To test whether the relationship between netrin-1 and cholinergic receptor activation was mediated through DCC, we conditionally-deleted DCC from principal excitatory forebrain neurons using a CaMKIIα-Cre driver line (CaMKIIα-Cre/DCCfl/fl; DCC cKO). We detected no differences in basal excitability between layer V entorhinal neurons from control and DCC cKO mice (Fig. 3A-G). Bath application of CCh (5 μM) resulted in significant depolarization of resting membrane potential and enhanced sADP in neurons from both control and DCC cKO mice, indicating that typical cholinergic receptor signaling remained intact in animals lacking DCC. However, we found that further co-application of netrin-1 enhanced sADP and drove depolarization in wildtype neurons but not in neurons from DCC cKO (Fig. 3H-J). Moreover, while co-application of 5 μM CCh and netrin-1 routinely induced persistent firing in layer V entorhinal neurons from wildtype control mice (8/12 cells, 67%), this same cocktail failed to induce persistent firing in any neurons from DCC cKO (0/12 cells, 0%). In contrast, increasing CCh concentration (10 μM) was sufficient to induce persistent firing in both wildtype control and DCC cKO entorhinal neurons (WT: 8/12 cells, 67%; DCC cKO: 9/11 cells, 75.0%) (Fig. S4). These findings indicate that DCC signaling contributes to the emergence of persistent firing activity in layer V entorhinal neurons, but that it is still possible to drive sustained firing and plateau potentials using high concentrations of cholinergic receptor agonist.

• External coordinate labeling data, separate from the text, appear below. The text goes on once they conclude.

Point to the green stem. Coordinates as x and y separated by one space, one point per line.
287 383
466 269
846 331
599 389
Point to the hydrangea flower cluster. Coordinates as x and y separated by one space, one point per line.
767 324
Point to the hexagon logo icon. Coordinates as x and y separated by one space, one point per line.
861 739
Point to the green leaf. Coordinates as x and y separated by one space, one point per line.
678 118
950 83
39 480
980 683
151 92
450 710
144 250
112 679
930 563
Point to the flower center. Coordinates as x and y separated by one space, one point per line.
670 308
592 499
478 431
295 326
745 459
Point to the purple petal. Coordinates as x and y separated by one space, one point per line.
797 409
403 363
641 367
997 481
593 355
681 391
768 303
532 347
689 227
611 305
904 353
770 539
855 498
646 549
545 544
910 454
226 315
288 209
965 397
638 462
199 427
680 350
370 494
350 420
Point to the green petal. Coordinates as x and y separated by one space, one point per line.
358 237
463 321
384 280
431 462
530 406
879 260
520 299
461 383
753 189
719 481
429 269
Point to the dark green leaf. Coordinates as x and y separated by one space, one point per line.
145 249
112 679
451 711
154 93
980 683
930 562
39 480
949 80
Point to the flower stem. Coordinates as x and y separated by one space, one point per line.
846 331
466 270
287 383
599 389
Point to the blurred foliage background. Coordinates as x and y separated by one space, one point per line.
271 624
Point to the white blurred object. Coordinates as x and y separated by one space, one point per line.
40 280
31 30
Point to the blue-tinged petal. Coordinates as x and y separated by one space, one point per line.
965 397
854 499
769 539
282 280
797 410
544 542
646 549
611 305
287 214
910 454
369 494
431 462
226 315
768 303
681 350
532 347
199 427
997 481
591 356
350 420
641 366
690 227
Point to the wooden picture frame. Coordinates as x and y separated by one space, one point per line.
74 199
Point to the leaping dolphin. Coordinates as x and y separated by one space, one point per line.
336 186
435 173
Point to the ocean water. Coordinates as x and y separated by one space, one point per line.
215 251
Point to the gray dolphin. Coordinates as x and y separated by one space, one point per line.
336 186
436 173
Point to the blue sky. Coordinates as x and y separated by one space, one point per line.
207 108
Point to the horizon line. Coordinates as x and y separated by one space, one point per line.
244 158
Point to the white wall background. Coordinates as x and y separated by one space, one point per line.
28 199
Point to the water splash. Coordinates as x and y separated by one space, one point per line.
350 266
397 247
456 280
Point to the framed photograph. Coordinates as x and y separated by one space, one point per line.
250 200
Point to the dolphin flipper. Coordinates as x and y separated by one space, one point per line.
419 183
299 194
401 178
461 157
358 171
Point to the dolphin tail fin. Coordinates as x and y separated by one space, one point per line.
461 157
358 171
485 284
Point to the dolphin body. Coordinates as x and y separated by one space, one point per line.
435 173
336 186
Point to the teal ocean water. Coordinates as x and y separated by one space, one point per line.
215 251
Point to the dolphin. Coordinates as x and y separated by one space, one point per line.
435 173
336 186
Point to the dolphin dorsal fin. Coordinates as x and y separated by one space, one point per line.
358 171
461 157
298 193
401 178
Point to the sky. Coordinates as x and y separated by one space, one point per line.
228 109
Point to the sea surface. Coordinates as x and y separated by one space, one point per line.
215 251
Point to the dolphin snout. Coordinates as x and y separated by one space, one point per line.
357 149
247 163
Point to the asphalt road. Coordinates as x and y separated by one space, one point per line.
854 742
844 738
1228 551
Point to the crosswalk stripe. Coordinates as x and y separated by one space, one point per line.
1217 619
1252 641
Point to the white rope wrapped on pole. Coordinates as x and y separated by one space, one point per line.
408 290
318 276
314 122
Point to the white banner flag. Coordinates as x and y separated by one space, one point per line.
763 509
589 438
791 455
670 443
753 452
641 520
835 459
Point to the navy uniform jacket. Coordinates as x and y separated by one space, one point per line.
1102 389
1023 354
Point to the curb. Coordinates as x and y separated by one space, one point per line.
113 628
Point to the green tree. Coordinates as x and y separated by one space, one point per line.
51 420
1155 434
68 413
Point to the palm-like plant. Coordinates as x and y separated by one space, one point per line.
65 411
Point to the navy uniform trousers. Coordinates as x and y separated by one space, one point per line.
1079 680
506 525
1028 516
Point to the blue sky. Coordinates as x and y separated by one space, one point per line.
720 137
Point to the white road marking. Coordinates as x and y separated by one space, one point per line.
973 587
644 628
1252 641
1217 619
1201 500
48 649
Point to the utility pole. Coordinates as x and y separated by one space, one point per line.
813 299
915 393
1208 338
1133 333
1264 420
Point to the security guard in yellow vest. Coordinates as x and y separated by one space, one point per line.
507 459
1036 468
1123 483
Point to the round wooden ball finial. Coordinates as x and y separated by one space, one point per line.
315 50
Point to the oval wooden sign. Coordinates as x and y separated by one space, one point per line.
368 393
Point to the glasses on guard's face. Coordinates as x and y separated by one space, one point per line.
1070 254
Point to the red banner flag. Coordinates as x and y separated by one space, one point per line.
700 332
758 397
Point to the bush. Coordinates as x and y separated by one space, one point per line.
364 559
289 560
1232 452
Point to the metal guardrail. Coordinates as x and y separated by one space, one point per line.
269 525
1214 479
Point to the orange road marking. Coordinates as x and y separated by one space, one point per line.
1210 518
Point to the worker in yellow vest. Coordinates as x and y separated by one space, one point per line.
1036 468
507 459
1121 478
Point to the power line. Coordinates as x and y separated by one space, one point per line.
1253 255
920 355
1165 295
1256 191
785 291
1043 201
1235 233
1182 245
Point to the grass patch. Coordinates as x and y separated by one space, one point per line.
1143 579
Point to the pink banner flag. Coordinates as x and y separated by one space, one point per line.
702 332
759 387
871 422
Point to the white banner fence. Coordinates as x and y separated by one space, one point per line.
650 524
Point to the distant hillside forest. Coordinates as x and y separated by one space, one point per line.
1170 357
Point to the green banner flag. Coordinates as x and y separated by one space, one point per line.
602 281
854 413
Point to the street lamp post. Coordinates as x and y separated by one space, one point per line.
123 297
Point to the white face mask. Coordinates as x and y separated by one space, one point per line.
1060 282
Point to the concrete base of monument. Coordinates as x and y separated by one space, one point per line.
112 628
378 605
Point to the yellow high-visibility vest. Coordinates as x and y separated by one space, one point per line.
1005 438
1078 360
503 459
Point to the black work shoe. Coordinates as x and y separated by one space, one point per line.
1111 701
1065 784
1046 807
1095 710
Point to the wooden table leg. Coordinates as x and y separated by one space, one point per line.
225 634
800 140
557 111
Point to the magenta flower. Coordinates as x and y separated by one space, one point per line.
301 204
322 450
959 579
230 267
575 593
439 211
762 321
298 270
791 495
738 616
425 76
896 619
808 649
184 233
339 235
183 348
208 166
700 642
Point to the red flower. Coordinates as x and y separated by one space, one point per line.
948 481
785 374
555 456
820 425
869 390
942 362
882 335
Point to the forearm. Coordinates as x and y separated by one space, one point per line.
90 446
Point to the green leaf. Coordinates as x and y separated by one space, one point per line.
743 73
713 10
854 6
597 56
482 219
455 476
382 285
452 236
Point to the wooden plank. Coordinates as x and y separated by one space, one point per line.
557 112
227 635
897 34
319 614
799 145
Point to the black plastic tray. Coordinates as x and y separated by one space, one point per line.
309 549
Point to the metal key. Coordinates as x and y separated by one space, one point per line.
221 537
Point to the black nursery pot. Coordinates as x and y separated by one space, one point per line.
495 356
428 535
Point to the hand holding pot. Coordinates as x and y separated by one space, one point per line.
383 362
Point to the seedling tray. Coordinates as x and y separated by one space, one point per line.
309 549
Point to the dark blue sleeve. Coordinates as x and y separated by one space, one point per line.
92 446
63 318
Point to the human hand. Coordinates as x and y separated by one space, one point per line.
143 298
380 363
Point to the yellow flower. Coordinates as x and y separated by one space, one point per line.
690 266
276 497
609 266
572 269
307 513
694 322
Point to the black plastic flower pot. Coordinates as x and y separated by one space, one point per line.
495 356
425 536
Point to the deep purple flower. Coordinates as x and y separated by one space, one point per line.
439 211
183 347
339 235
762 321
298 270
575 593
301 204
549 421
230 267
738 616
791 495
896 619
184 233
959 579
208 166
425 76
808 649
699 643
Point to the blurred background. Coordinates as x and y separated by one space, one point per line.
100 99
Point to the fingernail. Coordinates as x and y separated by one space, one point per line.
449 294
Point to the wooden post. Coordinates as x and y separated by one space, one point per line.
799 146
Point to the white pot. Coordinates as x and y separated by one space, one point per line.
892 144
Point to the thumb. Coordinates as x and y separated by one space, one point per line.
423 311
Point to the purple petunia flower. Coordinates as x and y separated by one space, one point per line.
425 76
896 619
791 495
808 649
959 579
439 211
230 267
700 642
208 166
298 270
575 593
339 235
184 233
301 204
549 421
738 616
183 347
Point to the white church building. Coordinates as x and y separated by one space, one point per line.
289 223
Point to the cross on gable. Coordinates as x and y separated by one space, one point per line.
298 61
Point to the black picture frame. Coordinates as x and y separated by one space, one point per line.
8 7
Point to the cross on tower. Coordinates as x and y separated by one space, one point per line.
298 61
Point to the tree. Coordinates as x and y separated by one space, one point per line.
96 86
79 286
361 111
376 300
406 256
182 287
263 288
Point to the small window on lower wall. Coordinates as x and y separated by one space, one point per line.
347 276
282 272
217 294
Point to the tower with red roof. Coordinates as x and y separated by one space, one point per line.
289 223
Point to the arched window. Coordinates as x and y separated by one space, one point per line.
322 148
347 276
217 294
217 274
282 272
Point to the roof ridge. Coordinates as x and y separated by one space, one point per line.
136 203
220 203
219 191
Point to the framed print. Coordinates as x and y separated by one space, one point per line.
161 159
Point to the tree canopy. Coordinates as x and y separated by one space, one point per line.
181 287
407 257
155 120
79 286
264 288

DCC is activated by a number of ligands, including netrins, draxins, and cerebellins, suggesting other proteins may contribute to DCC-dependent persistent firing (Ahmed et al., 2011; Haddick et al., 2014; Wei et al., 2012). To examine the role of endogenous netrin-1 signaling on cholinergic receptor-mediated sustained spiking, we tested persistent firing activity in layer V entorhinal neurons conditionally-lacking netrin-1 expression by forebrain principal excitatory neurons (CaMKIIα-Cre/NTN1fl/fl NTN1 cKO) (Glasgow et al., 2018). No observable changes in intrinsic cellular properties were noted between layer V neurons from either control or NTN1 cKO mice under baseline conditions (Fig. 4A-G). To determine whether netrin-1 contributes to cholinergic persistent firing activity, we bath applied high concentrations of CCh (10 μM) to layer V entorhinal neurons. Bath application of CCh (10 μM) led to a depolarization of membrane potential in both wildtype and NTN1 cKO neurons. In contrast, CCh enhanced sADP amplitude in layer V entorhinal neurons from wildtype mice but not NTN1 cKO mice (Fig. 4H-J). Moreover, CCh elicited persistent firing and plateau potentials in age-matched controls in the majority of neurons from wildtype mice (11/16 cells, 68.8%), but failed to induce spiking in most neurons from NTN1 cKO mice (PF triggered in 2/16 cells, 11.1%) (Fig. 4K). Together, these data point to a critical role for netrin-1 in the expression of persistent firing activity, which has been implicated in working memory function.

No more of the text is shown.